On one side, as long as social media isn’t the only thing I do all day, and as long as it doesn’t impede my other life tasks, whether that be exercise, family or friend time, or school, I don’t see a big problem. On the other hand, watching documentaries like The Social Dilemma or The Great Hack makes me want to be better about it.
Let’s talk about the second one first. As a communication major I have been told again and again about the risks of online surveillance and tracking, and yet I don’t really feel scared about it. It’s more of a question of “why would my data matter?” However, I also see the problems with social media addiction. Any sort of unnecessary reliance on something isn’t good, and I definitely dont’ not rely on social media.

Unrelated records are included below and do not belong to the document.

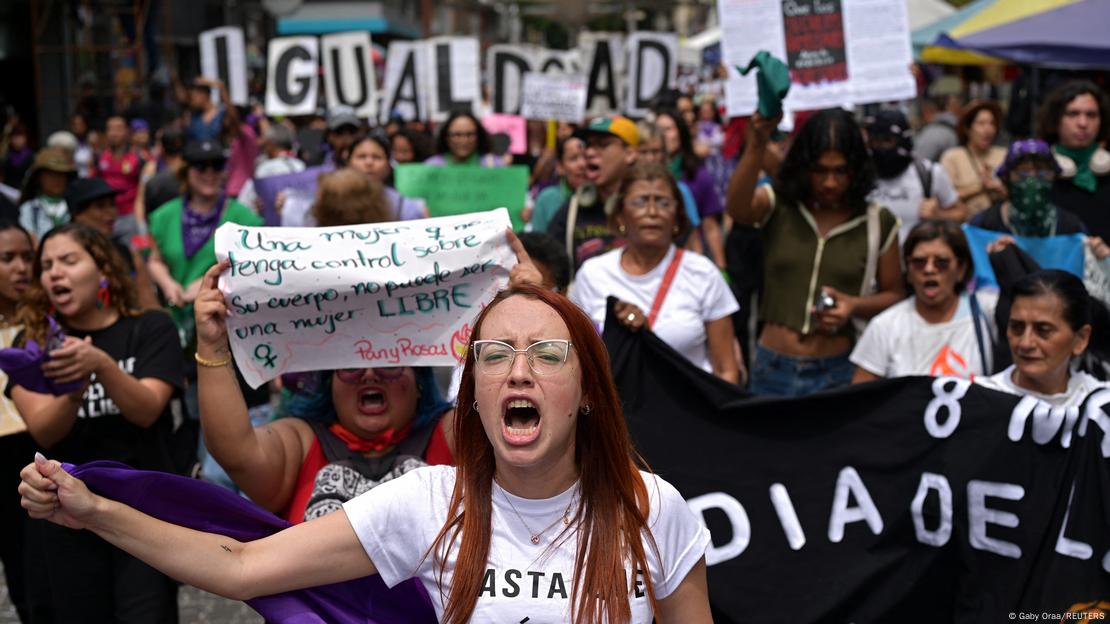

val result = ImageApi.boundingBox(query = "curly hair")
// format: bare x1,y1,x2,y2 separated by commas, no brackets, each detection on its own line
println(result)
16,223,140,347
956,99,1003,146
1036,80,1110,146
435,111,490,159
773,107,877,213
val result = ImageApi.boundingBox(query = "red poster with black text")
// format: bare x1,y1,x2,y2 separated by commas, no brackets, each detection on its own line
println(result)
782,0,848,85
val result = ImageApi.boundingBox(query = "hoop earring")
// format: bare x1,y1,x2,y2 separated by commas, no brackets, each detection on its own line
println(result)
472,400,479,413
618,224,626,236
581,403,591,415
96,278,110,310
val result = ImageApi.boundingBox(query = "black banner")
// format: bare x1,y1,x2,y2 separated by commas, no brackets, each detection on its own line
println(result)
603,300,1110,623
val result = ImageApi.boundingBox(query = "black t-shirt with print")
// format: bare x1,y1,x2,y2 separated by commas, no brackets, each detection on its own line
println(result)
545,195,623,272
21,311,184,470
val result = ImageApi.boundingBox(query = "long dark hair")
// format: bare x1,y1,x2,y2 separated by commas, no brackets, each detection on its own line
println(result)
773,108,877,213
16,223,140,346
433,285,660,624
1036,80,1110,146
392,127,434,163
436,111,490,159
656,108,702,181
280,367,450,430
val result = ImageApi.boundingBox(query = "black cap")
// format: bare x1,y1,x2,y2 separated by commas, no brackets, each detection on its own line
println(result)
865,109,912,140
183,140,229,165
65,178,120,215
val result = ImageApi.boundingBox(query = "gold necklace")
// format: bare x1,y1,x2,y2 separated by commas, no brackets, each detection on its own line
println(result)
498,485,576,545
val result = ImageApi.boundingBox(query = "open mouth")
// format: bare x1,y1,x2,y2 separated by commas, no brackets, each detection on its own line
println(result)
920,279,940,297
357,388,387,414
502,398,542,445
50,285,73,304
585,161,601,180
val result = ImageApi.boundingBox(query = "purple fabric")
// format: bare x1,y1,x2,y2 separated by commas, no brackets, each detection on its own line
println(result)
253,164,334,226
687,165,723,217
996,139,1061,179
65,461,437,624
181,194,226,258
940,0,1110,69
0,316,84,395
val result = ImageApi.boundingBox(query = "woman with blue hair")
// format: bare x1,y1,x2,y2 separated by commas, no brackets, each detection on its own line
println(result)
196,347,454,522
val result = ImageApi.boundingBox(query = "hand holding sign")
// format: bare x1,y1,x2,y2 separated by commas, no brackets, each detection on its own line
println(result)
195,260,232,361
216,209,516,388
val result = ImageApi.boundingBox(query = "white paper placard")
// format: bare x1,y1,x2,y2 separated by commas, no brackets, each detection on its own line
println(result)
321,31,378,121
215,209,515,388
199,27,248,106
265,37,319,117
380,40,428,123
625,32,678,118
425,37,481,122
520,72,588,123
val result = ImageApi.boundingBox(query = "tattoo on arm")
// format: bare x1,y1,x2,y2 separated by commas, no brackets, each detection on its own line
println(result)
221,544,232,553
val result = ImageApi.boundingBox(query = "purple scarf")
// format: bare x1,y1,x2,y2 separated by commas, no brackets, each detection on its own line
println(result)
181,194,226,258
66,461,437,624
0,316,84,395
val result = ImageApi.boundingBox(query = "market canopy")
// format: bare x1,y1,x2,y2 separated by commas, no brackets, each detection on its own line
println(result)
932,0,1110,69
917,0,1081,66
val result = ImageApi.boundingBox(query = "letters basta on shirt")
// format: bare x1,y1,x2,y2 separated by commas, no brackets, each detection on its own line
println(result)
342,465,709,623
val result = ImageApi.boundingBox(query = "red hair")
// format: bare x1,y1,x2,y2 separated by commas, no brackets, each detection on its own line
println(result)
428,285,659,623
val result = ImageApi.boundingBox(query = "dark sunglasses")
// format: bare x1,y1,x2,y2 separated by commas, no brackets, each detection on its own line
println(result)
193,160,226,173
908,255,953,271
334,367,406,384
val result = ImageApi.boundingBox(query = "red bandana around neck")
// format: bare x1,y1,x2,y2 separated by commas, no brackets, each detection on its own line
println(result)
328,422,413,453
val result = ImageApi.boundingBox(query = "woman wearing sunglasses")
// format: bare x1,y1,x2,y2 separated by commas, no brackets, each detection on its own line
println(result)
22,281,711,622
572,161,742,384
851,220,996,382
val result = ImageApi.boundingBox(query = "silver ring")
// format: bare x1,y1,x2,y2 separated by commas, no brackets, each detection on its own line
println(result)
626,313,636,323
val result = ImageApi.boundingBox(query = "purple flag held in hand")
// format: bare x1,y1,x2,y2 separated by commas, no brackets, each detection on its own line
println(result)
66,461,437,624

Now let’s give a second to the first one. I really only use and engage with three social media apps on the daily. I use Twitter to stay updated, I use Instagram to keep up with friends, and Tiktok for pure entertainment. When I focus on using these apps for these purposes, my time on social media is limited. I think if I were to try to cut any of these out, it wound’t necessarily benefit my life that much because of what I use them for.
However ever since I watched The Social Dilemma and reflected on my social media ‘addiction’, I have implemented time limits on these apps. 30 minutes per day on tiktok, and 45 minutes for Twitter and Instagram to share. I do find myself over-riding the time limits sometimes to check notifications or to do something for the student union I’m a part of (Marketing for CMNSU at SFU), but the pure guilt-trip of having to click “ignore time limit for 15 minutes” definitely deters me from going onto the apps just to scroll aimlessly.

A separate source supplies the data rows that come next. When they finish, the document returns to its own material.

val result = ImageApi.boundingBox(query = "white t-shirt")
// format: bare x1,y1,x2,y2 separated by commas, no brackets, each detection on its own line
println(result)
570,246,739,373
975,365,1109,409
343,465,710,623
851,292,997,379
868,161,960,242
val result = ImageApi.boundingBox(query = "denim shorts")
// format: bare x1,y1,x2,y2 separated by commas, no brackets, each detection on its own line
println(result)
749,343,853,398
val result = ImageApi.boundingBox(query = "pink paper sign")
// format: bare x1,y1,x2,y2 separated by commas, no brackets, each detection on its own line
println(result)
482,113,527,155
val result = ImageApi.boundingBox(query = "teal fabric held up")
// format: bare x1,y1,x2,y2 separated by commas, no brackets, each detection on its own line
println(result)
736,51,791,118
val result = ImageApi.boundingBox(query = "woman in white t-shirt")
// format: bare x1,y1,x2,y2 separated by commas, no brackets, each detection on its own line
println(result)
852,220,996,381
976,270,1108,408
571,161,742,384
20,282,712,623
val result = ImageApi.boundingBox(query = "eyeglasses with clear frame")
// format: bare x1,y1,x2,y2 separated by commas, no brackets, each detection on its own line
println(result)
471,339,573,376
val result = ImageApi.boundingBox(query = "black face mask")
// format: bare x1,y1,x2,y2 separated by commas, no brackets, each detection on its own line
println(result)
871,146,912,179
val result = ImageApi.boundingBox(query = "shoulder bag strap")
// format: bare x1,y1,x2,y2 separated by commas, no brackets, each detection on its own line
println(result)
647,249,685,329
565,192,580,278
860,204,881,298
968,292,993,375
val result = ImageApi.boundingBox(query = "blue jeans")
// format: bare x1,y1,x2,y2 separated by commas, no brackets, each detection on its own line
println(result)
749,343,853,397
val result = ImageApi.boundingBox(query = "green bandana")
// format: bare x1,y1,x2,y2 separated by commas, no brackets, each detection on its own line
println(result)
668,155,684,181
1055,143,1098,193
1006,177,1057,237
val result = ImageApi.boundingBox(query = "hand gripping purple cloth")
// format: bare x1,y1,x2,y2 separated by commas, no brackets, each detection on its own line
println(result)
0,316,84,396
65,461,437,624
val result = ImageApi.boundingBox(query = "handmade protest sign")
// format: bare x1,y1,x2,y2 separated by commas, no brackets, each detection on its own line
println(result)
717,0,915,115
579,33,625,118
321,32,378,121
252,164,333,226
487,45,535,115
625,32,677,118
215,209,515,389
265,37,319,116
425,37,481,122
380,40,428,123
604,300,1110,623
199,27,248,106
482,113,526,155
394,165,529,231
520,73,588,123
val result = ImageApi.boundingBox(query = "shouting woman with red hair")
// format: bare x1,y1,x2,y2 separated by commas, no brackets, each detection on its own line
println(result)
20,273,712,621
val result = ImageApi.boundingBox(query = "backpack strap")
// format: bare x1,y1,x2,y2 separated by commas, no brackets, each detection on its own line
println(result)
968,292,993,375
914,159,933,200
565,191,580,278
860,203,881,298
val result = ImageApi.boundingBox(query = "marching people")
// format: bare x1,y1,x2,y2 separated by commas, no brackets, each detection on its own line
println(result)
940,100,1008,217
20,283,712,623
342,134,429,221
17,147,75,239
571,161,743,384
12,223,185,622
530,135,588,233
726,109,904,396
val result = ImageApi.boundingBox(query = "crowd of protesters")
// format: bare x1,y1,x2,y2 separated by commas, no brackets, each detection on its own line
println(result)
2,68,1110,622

Unfortunately, my efforts to stay off screens more has failed miserably with online school. Over the summer I managed to reflect on the time I devote to them and make some real efforts to engage in other activities, like painting and reading. However, going into the fall semester, when I would regularly be spending time taking notes in a notebook and interacting with real humans, this same time is now spent on Zoom, which, to be honest, sucks!
Now to circle back to the main question, if I could cut out screens, social media, and the Internet without causing harm, I think I definitely would opt to change my lifestyle a bit. While social media definitely holds a more positive place in my life, it would never hurt to face the real world a little more often.